For example, there is simply no way Idra should lose to HD in a best of 7 if he was much more talented. Hence, if you play an early set and HD beats one 2-1, the reasonable expectation should be that either way, if Idra truly more talented, the second match up should see a 2-0 or 2-1 result for Idra, making the series 3-2 or 3-3, which if we assume that the vastly better player wins the best of 7, even if they played an extra match, Idra should win and move on, meaning in an extended series or second bo3 Idra should win- there is no difference between the 2. This also avoids the problem of idra winning the first set and losing the second- allowing the worse player to move on, even if the series was 3-2. Again, this is working under the assumption that the vastly more talented player should win every best of 7.
However, in even games, the extended series does a better job of truly showing who the better player is by increasing the population of games. For example, if Idra and Nony play, most people would say the skill difference is negligible- whoever would win a bo7 would be the one who happened to be playing better that day, had a special build, or something like that. Whoever wins the first series, lets assume idra, and they play again, the extended series does a better job of determining the better player the outcome is acceptable. Take the normal non extended series If idra wins again, he was the better player that day, no problems, he won 4 of the 7 games. However, should nony win with the same score from the first series, say both were 2-0, we have no way of telling who the better player was that day, just that nony happened to win later on, but overall, with a 2-2 score, there is no actual result or closure- ambiguity remains. But with an extended series, playing out the rest, someone would have to definitively prove they were playing better that day. There is no ambiguous result, someone would win a bo7.
Now lets assume 2 players of slightly different skill levels- say Idra and machine. Idra should win a series the majority of the time. In this case, the more games the 2 play, the more the match shifts in idra's favor- as the better player, given infinite matches, he should win the majority. So increasing the number of matches they play increases the chance the better player moves on.

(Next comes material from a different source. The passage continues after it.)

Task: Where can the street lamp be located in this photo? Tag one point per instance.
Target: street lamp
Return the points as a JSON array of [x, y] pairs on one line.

From a purely analytical standpoint- extending the series and playing more games simply increases the better players opportunity to win the series.
|
On November 12 2010 10:32 nzb wrote:Show nested quote +On November 12 2010 10:26 zulu_nation8 wrote: I think your study would only be meaningful if people actually assumed a bo7 series does not determine the best player as well as a bo3 series. I'm not really sure what you are responding to ... The point of this is to determine exactly how much of an effect extended series has, both for individual matches and for an entire tournament. I'm pretty sure I haven't seen anyone talk about this with real numbers to back up what they are saying
I don't understand why numbers are needed to argue that a format with lots of games played has less variance than a format with few games. What does your conclusion show that we don't already know? Moreover what can you interpret from the data you collected? What does the 1% increase mean? Is it significant? What does it reveal about extended series other than it slightly increases the chance that the "best" player wins, which everyone should already understand since extended series is a bo7 compared to the normal bo3. I also don't agree with your performance model, skill level is extremely difficult to quantify.
|
Your model is incomplete, as it ignores the fact that the extended series suddenly changes the rules. While it seems insignificant for sports based on (physical) skill, because players always play 'straight up', it heavily messes up a strategy game like SC2.
In a bo3 both players play 'honest', because one loss puts you on the verge of losing the match. And the best player should win, especially because he can increase his chances by picking the final map, but sometimes the weaker player has a good day and takes the win.
When they meet again and the series resumes as bo7, that completely messes up the rules. P1 starts with 4 losses to elimination, which enables him to use very risky tactics. He can all-in/cheese 3 times until it gets serious and he gets to pick 2 maps, which is very convenient because he only needs 2 wins.
And that's the problem it heavily increases his chances to win, way more than it should, especially if its a non mirror matchup. That's something unique to SC2 (or strategy games in general), these all-in tactics allow a player to reduce the decision making to a minimum, which means the better player can't take advantage from his higher skill level and let's be honest even the best players won't be able to scout every cheesy tactic in every game.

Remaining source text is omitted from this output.